In some possible implementations, a search space for scheduling the system information is a search space for transmitting and scheduling other system information (other SI) located within the first SI window.

In some possible implementations, the user equipment 102 monitors PDCCHs within the first SI window to obtain DCI and obtains the PDSCHs scheduled by the DCI, as well as SI carried by the PDSCHs.

In the embodiments of the present disclosure, the user equipment 102 may monitor and receive the DCI sent by the network device 101 within one system information time window to receive a plurality of SI. As a result, the duration for which the user equipment 102 is in a monitoring state can be shortened, and energy saving of the user equipment 102 is achieved.

An embodiment of the present disclosure provides a method for receiving system information, and the method is performed by user equipment 102. The method includes steps S700-S701, specifically as follows.

In step S700, the user equipment 102 determines, based on a first parameter corresponding to a plurality of SI, a time domain position of one system information time window, where the plurality of SI correspond to the same first parameter.

In step S701, the user equipment 102 receives, within the one system information time window, DCI corresponding to the plurality of SI.

In some possible implementations, the first parameter is configured by a network device 101.

In an example, before step S700, the method may further include step S700′ as follows.

In step S700′, the user equipment 102 receives information sent by the network device 101 for configuring the first parameter.

In some possible implementations, the user equipment 102 may receive SIB1 of the network device 101, the SIB1 including the first parameter.

In some possible implementations, the SIB1 includes scheduling information for one or more SI, such as an SI window period and an SI window length for each SI.

In some possible implementations, the user equipment 102 may determine, based on the first parameter, a system frame number (SFN) where the first SI window is located and a starting time domain position.
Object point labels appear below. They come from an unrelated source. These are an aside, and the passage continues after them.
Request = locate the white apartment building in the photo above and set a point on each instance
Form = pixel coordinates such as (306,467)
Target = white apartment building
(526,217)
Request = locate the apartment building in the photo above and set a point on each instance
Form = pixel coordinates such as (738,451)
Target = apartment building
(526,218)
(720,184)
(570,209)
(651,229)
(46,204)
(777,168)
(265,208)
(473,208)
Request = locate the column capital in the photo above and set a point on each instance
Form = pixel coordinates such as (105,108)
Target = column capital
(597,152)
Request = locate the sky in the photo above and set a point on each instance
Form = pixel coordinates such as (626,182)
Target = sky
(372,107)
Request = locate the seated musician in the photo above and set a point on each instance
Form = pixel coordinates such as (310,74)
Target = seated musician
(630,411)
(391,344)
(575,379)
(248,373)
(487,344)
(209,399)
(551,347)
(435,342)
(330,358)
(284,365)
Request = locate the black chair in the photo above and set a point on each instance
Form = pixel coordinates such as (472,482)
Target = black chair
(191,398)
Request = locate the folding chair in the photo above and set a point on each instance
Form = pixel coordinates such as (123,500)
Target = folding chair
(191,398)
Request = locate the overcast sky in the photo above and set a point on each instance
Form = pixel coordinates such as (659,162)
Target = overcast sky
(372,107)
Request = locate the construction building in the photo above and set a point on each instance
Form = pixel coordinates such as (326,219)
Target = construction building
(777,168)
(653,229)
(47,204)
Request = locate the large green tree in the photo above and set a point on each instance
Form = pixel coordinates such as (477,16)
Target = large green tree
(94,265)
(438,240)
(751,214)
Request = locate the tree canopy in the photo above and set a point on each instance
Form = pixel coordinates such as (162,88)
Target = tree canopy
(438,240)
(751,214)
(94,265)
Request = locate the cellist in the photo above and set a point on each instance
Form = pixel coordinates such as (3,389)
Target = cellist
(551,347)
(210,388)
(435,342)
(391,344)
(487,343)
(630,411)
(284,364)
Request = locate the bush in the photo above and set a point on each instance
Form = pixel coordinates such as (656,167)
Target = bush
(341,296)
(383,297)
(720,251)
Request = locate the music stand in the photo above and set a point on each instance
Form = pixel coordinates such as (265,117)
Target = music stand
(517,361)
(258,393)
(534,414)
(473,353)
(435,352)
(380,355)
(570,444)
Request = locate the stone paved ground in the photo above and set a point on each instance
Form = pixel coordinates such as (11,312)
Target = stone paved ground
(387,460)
The starting time domain position may be a starting slot, or a starting symbol, and the like. The user equipment 102 may determine the starting slot with reference to the aforementioned way for determining a starting slot #a, and determine the SFN in accordance with the aforementioned way for determining the SFN.

In some possible implementations, the user equipment 102 determines, based on a set function ƒ(the first parameter) associated with the first parameter, a starting time domain position of the one system information time window and a system frame number where the one system information time window is located.

In some possible implementations, the starting time domain position is a starting slot; and the starting slot α satisfies:

• • α=ƒ(the first parameter) mod N, where ƒ(the first parameter) denotes the set function, N denotes a number of slots included in a radio frame, and mod denotes a modulo operation.

In some possible implementations, the system frame number (SFN) satisfies:

• • SFN mod T=FLOOR(ƒ(the first parameter)/N), where T denotes a period of an SI window, ƒ(the first parameter) denotes the set function, N denotes a number of slots included in a radio frame, and FLOOR denotes a round-down operation.

In the embodiments of the present disclosure, the user equipment 102 may determine, based on the configuration of the network device 101, a time domain position of the first SI window to monitor a PDCCH at a suitable position, so as to obtain the SI.

An embodiment of the present disclosure provides a method for receiving system information, and the method is performed by user equipment 102. The method includes steps S701-1 to S701-2, specifically as follows.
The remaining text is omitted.